After trying it out, I still don’t understand the point of implanting your #Tetrodes out of the brain and wait until the end of the surgery to lower them. I much prefer watching them go in the brain, so I know what’s happening! And it’s also much faster.
⤵️ It looks like we have #Theta already! Probably volume conduction - cortex above hippocampus doesn’t generate theta, right?
(This shows half of the signals)
Also, thanks to my great PI, we solved a problem of silent/attenuated signals due to a bad drive -> headstage adaptor :)
#EphysTip 1: if something feels fishy, it’s probably because it is!

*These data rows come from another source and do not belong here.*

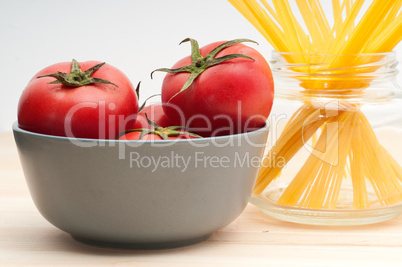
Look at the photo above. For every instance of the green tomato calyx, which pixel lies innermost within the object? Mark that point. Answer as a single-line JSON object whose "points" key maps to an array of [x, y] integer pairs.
{"points": [[163, 132], [77, 77], [200, 63]]}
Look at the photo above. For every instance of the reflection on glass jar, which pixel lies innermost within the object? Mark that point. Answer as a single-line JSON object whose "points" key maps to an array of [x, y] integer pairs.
{"points": [[334, 153]]}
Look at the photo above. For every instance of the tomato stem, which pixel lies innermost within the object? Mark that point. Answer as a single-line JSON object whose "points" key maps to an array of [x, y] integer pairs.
{"points": [[163, 132], [77, 77]]}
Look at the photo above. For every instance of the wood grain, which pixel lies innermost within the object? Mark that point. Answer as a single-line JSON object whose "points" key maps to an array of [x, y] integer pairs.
{"points": [[254, 239]]}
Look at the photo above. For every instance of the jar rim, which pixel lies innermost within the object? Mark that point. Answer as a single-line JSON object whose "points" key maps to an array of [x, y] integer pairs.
{"points": [[393, 53]]}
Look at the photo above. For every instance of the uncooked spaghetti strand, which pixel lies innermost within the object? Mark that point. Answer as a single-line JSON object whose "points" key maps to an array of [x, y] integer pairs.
{"points": [[262, 22], [388, 38], [309, 170], [289, 145]]}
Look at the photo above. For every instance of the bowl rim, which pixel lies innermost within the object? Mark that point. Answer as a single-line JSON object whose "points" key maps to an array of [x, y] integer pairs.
{"points": [[265, 128]]}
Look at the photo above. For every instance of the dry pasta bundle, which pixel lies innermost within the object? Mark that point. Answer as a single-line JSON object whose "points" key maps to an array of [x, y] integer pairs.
{"points": [[358, 28]]}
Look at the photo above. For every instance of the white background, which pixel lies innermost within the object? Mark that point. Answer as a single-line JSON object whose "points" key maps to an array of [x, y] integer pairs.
{"points": [[135, 36]]}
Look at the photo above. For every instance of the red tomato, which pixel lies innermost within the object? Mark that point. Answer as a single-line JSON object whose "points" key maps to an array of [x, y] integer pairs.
{"points": [[96, 110], [231, 97], [156, 113]]}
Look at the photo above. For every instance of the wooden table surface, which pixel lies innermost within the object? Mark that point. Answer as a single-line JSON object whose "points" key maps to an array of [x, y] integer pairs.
{"points": [[253, 239]]}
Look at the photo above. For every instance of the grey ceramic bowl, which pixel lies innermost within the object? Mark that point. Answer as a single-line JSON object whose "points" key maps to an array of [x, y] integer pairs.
{"points": [[140, 194]]}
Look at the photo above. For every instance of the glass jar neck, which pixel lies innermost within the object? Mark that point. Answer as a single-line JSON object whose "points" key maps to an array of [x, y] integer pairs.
{"points": [[359, 77]]}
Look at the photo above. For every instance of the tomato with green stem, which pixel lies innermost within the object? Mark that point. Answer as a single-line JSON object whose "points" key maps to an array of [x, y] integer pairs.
{"points": [[222, 88], [63, 100]]}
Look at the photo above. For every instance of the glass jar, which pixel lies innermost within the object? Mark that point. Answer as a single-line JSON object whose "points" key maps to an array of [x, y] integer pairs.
{"points": [[334, 154]]}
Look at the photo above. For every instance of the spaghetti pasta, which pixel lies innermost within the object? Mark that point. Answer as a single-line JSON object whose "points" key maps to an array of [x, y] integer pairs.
{"points": [[377, 29]]}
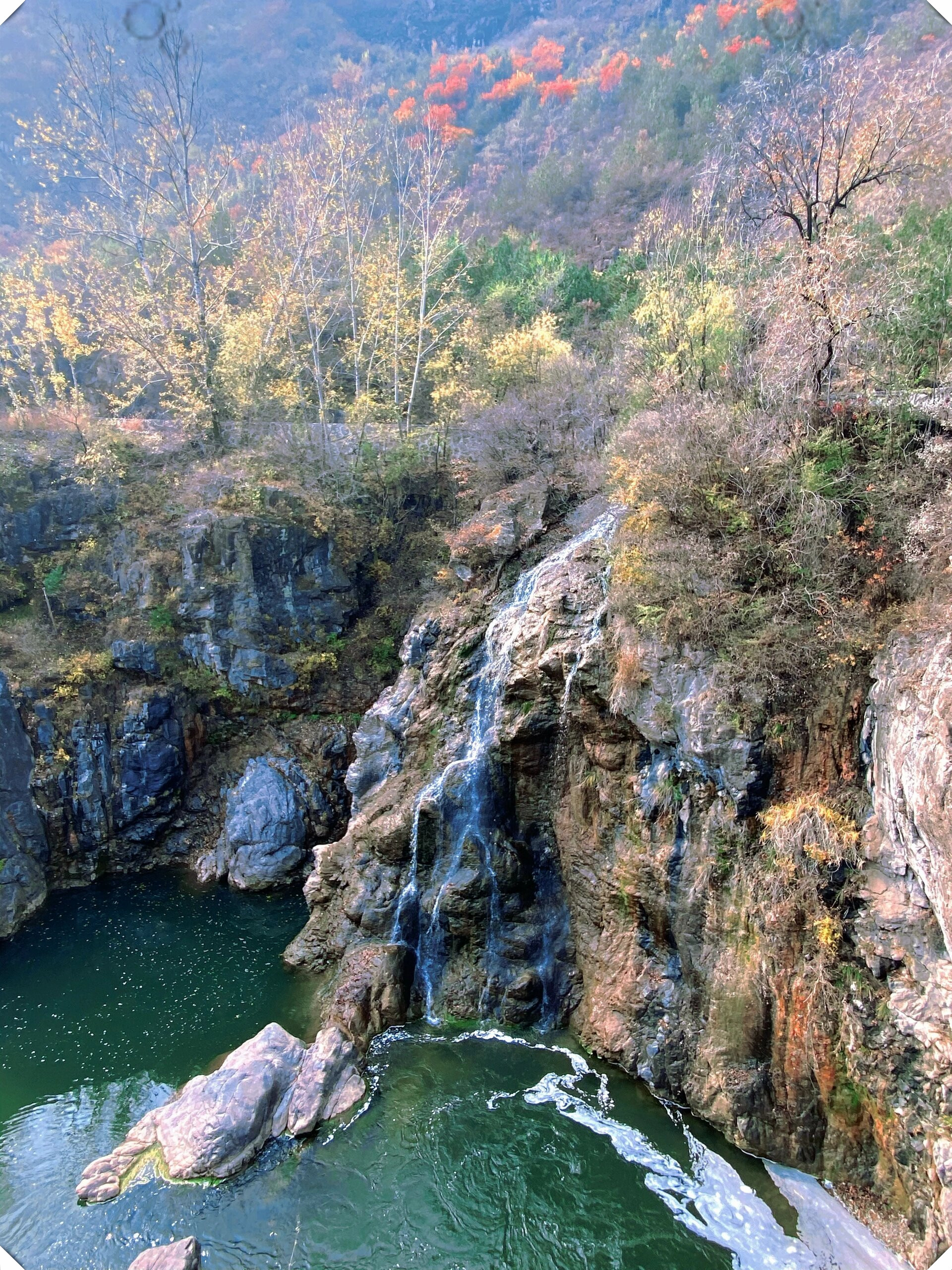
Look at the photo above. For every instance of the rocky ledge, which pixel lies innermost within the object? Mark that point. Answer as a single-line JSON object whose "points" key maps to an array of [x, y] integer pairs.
{"points": [[216, 1124]]}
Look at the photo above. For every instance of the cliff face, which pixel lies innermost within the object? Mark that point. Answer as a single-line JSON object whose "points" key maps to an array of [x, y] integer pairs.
{"points": [[705, 913], [122, 756]]}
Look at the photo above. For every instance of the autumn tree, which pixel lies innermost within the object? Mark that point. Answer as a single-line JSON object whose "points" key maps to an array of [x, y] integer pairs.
{"points": [[809, 139], [149, 190]]}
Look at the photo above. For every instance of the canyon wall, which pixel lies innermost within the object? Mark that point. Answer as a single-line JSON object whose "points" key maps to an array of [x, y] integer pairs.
{"points": [[705, 906]]}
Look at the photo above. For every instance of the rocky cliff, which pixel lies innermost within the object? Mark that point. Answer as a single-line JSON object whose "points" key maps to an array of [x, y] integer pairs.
{"points": [[601, 840], [171, 691]]}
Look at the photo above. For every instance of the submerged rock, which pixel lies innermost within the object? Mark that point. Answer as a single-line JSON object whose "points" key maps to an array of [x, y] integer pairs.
{"points": [[180, 1255], [263, 841], [218, 1124]]}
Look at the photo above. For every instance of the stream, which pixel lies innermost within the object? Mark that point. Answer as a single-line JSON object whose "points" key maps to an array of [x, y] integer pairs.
{"points": [[477, 1148]]}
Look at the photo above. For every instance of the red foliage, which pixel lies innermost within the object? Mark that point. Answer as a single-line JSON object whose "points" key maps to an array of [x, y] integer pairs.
{"points": [[726, 13], [559, 89], [503, 89], [783, 7], [547, 56], [440, 116], [610, 76]]}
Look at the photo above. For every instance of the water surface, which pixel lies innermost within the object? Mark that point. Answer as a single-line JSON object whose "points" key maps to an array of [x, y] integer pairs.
{"points": [[476, 1151]]}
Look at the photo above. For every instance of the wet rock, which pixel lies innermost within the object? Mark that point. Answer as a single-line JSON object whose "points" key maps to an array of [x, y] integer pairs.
{"points": [[912, 760], [380, 737], [180, 1255], [263, 841], [218, 1124], [418, 643], [136, 654], [328, 1083], [372, 991], [23, 845]]}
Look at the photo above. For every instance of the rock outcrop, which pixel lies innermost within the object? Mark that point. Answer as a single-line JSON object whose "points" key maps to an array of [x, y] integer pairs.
{"points": [[253, 590], [218, 1124], [266, 827], [24, 851], [627, 799], [180, 1255]]}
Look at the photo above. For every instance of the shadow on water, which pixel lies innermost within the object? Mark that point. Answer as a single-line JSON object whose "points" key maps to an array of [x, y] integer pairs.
{"points": [[475, 1151]]}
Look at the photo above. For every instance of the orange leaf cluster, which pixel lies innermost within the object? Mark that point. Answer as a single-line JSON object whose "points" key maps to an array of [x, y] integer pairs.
{"points": [[783, 7], [440, 116], [503, 89], [547, 56], [695, 18], [726, 13], [559, 89], [610, 76]]}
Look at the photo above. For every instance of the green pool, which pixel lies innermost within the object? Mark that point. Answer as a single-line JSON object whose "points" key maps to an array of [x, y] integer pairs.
{"points": [[477, 1150]]}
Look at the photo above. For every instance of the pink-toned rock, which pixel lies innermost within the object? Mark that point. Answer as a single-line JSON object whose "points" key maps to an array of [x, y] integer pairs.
{"points": [[328, 1083], [180, 1255], [218, 1124]]}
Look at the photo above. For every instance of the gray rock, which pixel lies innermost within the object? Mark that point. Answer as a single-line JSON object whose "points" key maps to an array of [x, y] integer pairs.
{"points": [[263, 841], [136, 654], [253, 667], [379, 738], [58, 517], [182, 1255], [151, 761], [23, 845], [328, 1083], [418, 643], [257, 588]]}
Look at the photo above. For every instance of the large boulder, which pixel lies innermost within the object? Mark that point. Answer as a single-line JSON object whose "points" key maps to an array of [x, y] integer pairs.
{"points": [[218, 1124], [180, 1255], [328, 1083], [266, 827], [23, 845]]}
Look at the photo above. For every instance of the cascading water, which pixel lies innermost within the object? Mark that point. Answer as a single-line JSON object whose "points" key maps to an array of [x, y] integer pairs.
{"points": [[463, 799]]}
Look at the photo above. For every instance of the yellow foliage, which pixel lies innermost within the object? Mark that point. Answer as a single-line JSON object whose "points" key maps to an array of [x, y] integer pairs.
{"points": [[829, 933], [516, 357], [79, 670], [809, 827]]}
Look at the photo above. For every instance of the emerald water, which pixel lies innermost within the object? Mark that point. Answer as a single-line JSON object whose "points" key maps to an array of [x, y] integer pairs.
{"points": [[476, 1150]]}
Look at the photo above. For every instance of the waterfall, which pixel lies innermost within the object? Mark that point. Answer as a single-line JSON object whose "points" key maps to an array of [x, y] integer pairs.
{"points": [[463, 799]]}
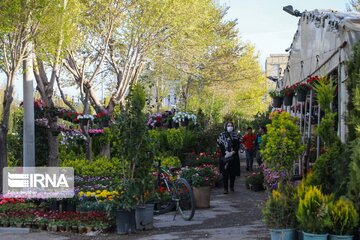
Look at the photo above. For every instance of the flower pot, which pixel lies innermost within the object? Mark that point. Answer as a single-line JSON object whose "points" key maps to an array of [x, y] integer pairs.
{"points": [[82, 229], [125, 221], [74, 229], [311, 236], [288, 100], [277, 102], [202, 196], [341, 237], [282, 234], [301, 96], [144, 216]]}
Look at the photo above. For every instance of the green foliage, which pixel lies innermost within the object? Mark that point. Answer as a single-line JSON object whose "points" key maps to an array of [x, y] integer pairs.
{"points": [[354, 176], [313, 213], [282, 144], [171, 161], [279, 209], [255, 181], [100, 167], [173, 142], [324, 168], [344, 217], [260, 119]]}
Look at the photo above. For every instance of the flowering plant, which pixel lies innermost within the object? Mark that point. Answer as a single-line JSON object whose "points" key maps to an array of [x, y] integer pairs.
{"points": [[312, 80], [289, 90], [204, 175], [86, 116], [302, 87], [275, 93], [182, 116]]}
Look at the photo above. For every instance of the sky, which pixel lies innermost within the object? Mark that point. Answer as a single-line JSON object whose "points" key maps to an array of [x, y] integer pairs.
{"points": [[264, 24]]}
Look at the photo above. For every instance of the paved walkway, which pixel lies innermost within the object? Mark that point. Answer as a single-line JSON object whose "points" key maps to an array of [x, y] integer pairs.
{"points": [[233, 216]]}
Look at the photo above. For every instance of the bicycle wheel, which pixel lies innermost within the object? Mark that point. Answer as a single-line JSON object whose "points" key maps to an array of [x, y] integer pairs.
{"points": [[165, 204], [185, 199]]}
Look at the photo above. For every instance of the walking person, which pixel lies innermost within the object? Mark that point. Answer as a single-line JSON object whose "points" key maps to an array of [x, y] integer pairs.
{"points": [[249, 143], [229, 162], [258, 141]]}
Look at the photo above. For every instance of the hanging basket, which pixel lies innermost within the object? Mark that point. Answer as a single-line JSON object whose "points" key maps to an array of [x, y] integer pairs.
{"points": [[288, 100], [301, 96], [277, 102]]}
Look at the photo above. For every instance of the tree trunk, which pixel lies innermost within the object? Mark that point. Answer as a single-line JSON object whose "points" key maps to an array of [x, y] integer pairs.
{"points": [[3, 154], [53, 160], [29, 122]]}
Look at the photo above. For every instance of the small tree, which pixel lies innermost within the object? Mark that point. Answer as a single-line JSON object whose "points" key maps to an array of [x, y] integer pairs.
{"points": [[131, 140], [282, 144]]}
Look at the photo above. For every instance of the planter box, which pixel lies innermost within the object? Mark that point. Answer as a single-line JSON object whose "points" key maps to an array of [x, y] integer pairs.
{"points": [[282, 234], [341, 237], [202, 196], [311, 236], [144, 216], [125, 222]]}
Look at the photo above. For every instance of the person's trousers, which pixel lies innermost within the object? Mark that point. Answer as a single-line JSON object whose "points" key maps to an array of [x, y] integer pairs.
{"points": [[226, 176], [249, 159]]}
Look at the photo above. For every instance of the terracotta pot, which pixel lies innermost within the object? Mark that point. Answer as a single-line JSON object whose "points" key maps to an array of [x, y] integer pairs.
{"points": [[202, 196]]}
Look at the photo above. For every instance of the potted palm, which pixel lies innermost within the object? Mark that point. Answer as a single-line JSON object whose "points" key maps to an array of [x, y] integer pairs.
{"points": [[344, 219], [313, 214], [279, 212]]}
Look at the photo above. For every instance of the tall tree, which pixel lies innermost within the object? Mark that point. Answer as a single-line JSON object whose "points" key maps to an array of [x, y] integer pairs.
{"points": [[57, 32], [15, 30]]}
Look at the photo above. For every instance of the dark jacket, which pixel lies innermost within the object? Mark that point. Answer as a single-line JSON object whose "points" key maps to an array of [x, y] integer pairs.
{"points": [[234, 145]]}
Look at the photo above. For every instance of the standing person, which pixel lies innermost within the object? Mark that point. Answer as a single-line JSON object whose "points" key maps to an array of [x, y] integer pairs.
{"points": [[249, 143], [229, 162], [258, 141]]}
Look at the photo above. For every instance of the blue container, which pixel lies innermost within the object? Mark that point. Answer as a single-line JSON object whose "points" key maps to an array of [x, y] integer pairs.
{"points": [[311, 236], [341, 237], [282, 234]]}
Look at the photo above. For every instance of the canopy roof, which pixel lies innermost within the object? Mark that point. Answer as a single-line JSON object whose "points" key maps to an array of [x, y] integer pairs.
{"points": [[324, 39]]}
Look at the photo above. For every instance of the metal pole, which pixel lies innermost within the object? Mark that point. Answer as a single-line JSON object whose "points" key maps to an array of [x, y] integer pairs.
{"points": [[318, 138]]}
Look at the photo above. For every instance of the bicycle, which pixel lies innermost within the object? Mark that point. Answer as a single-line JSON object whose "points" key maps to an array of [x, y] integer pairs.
{"points": [[180, 193]]}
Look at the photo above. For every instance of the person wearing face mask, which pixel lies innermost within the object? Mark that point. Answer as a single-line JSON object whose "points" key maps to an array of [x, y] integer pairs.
{"points": [[229, 162]]}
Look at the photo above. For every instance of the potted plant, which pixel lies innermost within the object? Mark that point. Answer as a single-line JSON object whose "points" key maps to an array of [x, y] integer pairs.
{"points": [[344, 219], [281, 145], [277, 97], [288, 93], [279, 212], [135, 151], [255, 181], [313, 214], [201, 179], [302, 90]]}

#EphysTip 2: always test all parts of your circuit with a signal generator
Weird question: do you know if there's any actual publication pointing out that place cells aren't all perfect gaussian fields? I'm realizing that this might just be a completely public "secret", in that anyone who looks at hippocampal data knows it and everyone who doesn't.... doesn't
@kevinbolding @dlevenstein @elduvelle
Fields are definitely not Gaussian. I don't know of any place cell data papers that say they are Gaussian. Some of the early models showed Gaussian fields, but that was because they were concentrating on the issue of how to get place sensitivity at all without it being simple cue-responses. (Remember that was the first big issue with place fields - they weren't trivial sensory cells!)
For one thing, they stretch backwards along the direction of travel. For another, they can slide against walls. Here are some early place fields from our lab in the classic "open field" (which is neither open nor a field 🙄).
[Edit: these are simultaneously recorded.]
@elduvelle @kevinbolding @dlevenstein
Don't smooth your display figures! (Ever!)
Unless you are specifically making a smoothness model, you should always display your data directly. For 2D plots, that Gaussian filter can really mislead you. (For example, a single pixel noise burst looks like a beautiful Gaussian after smoothing...)
Modeling hasn't really been based on Gaussians for a while, since it is now (since the 1990s) based on combinations of internal signals (spiking relative to other fields) and external signals (which often have Gaussian noise). But Gaussian noise in the external associated cues does not a Gaussian place field make.
@adredish @elduvelle @kevinbolding @dlevenstein
(Sorry slight rant) I think this statement about smoothing is overly restrictive. It's all about choices you make for a bias-variance tradeoff and how close that gets you to the true model. If you have strong priors about how smooth the data should be (given that people have studied place fields for a long time, I think we do have pretty good priors), then smoothing makes a lot of sense because you are reducing variance (although of course if you have infinite data or a large amount of data it doesn't matter too much). There are also ways to choose the amount of smoothing via the data. Any binning is a choice of smoothing anyways.
I think the more nuanced take is make informed choices about the data and don't just do something without thinking about it. Look at the underlying data and check that your choices make sense.